从pdf提取引用-Python

如何解决从pdf提取引用-Python

PDF非常复杂，我不是专家，但是我使用了extractText（）的源代码来查看其工作方式，并使用它print('>>>', operator, operands)可以查看它在PDF中找到的值。

在本文档中，它用于"Tm"将位置移动到新行，因此更改了原始代码extractText()，我曾经"Tm"添加\n并在行中得到了文本

Arto Anttila. 1995. How to recognise subjects in 
English. In Karlsson et al., chapt. 9, pp. 315-358. 
Dekang Lin. 1996. Evaluation of Principar with the 
Susanne corpus. In John Carroll, editor, Work- 
shop on Robust Parsing, pages 54-69, Prague. 
Jason M. Eisner. 1996. Three new probabilistic 
models for dependency parsing: An exploration. 
In The 16th International Conference on Compu- 
tational Linguistics, pages 340-345. copenhagen. 
David G. Hays. 1964. Dependency theory: A 
formalism and some observations. Language, 
40(4):511-525.

或与---线之间

---
Arto Anttila. 1995. How to recognise subjects in 
---
English. In Karlsson et al., chapt. 9, pp. 315-358. 
---
Dekang Lin. 1996. Evaluation of Principar with the 
---
Susanne corpus. In John Carroll, editor, Work- 
---
shop on Robust Parsing, pages 54-69, Prague. 
---
Jason M. Eisner. 1996. Three new probabilistic 
---
models for dependency parsing: An exploration. 
---
In The 16th International Conference on Compu- 
---
tational Linguistics, pages 340-345. copenhagen. 
---
David G. Hays. 1964. Dependency theory: A 
---
formalism and some observations.
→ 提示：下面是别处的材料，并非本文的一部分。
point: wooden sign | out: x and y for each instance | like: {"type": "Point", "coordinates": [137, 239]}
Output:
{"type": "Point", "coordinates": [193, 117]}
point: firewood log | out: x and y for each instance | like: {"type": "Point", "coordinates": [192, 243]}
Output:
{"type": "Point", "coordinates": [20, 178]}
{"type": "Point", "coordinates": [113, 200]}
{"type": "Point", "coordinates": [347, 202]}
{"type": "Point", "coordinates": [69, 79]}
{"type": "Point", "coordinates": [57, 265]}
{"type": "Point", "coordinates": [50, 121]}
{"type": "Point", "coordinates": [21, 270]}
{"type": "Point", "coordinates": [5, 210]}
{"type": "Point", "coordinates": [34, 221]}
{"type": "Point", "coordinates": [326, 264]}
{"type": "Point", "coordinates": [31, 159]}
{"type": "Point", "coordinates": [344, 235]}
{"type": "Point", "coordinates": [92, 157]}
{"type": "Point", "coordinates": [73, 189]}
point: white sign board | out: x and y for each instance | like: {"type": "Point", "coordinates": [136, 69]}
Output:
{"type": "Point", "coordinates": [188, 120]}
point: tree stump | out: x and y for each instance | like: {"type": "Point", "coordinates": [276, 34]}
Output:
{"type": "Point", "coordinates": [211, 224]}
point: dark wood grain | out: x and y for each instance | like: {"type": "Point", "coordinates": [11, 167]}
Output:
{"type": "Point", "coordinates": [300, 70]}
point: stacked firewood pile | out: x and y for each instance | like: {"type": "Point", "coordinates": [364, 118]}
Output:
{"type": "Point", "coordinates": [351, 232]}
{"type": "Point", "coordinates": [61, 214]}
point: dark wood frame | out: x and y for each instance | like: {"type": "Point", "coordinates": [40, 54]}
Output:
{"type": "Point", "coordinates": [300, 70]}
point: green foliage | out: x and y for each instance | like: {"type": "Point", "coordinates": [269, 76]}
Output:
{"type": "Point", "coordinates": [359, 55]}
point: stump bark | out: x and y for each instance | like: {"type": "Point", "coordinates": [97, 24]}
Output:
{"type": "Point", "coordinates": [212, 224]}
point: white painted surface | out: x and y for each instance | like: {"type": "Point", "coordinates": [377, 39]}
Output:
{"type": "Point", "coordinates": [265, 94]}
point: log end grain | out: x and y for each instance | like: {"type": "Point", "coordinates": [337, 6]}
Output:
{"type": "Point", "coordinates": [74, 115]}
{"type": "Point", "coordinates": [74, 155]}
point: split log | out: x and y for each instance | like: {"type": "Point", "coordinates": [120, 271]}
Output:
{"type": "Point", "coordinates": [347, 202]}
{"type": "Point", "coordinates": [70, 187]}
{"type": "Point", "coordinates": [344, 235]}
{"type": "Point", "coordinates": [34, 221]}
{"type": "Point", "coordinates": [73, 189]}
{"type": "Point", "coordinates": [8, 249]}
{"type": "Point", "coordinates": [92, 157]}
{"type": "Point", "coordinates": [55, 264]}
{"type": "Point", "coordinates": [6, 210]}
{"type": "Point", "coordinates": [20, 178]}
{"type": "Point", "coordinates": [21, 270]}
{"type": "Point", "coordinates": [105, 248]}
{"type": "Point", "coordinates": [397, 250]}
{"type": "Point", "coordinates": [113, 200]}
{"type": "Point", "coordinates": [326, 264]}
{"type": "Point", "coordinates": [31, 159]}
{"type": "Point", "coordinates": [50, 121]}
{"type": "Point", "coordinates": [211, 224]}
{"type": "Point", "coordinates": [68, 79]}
Language, 
---
40(4):511-525.

但是它仍然不是那么有用，但是现在我用来获得这个结果的代码

import PyPDF2
from PyPDF2.pdf import *  # to import function used in origimal `extractText`

# --- functions ---

def myExtractText(self):  
    # code from original `extractText()`
    # https://github.com/mstamy2/PyPDF2/blob/d7b8d3e0f471530267827511cdffaa2ab48bc1ad/PyPDF2/pdf.py#L2645

    text = u_("")

    content = self["/Contents"].getobject()

    if not isinstance(content, ContentStream):
        content = ContentStream(content, self.pdf)

    for operands, operator in content.operations:
        # used only for test to see values in variables
        #print('>>>', operator, operands)

        if operator == b_("Tj"):
            _text = operands[0]
            if isinstance(_text, TextStringObject):
                text += _text
        elif operator == b_("T*"):
            text += "\n"
        elif operator == b_("'"):
            text += "\n"
            _text = operands[0]
            if isinstance(_text, TextStringObject):
                text += operands[0]
        elif operator == b_('"'):
            _text = operands[2]
            if isinstance(_text, TextStringObject):
                text += "\n"
                text += _text
        elif operator == b_("TJ"):
            for i in operands[0]:
                if isinstance(i, TextStringObject):
                    text += i
            text += "\n"

        # new code to add `\n` when text moves to new line
        elif operator == b_("Tm"):
            text += '\n'

    return text

# --- main ---

pdfFileObj = open('A97-1011.pdf', 'rb')
pdfReader = PyPDF2.PdfFileReader(pdfFileObj)

text = ''

for page in pdfReader.pages:
    #text += page.extractText()  # original function
    text += myExtractText(page)  # modified function

# get only text after word `References`
pos = text.lower().find('references')
text = text[pos+len('references '):]

# print all at once
print(text)

# print line by line
for line in text.split('\n'):
    print(line)
    print('---')

挖掘之后，似乎Tm也有值，并且有一个新位置x, y可以用来计算文本行之间的距离，并且\n当距离大于某个值时可以添加。我测试了不同的价值，从价值中17我得到了预期的结果

---
Arto Anttila. 1995. How to recognise subjects in English. In Karlsson et al., chapt. 9, pp. 315-358. 
---
Dekang Lin. 1996. Evaluation of Principar with the Susanne corpus. In John Carroll, editor, Work- shop on Robust Parsing, pages 54-69, Prague. 
---
Jason M. Eisner. 1996. Three new probabilistic models for dependency parsing: An exploration. In The 16th International Conference on Compu- tational Linguistics, pages 340-345. copenhagen. 
---
David G. Hays. 1964. Dependency theory: A formalism and some observations. Language, 40(4):511-525. 
---

这里的代码

import PyPDF2
from PyPDF2.pdf import *  # to import function used in origimal `extractText`

# --- functions ---

def myExtractText2(self):
    # original code from `page.extractText()`
    # https://github.com/mstamy2/PyPDF2/blob/d7b8d3e0f471530267827511cdffaa2ab48bc1ad/PyPDF2/pdf.py#L2645

    text = u_("")

    content = self["/Contents"].getobject()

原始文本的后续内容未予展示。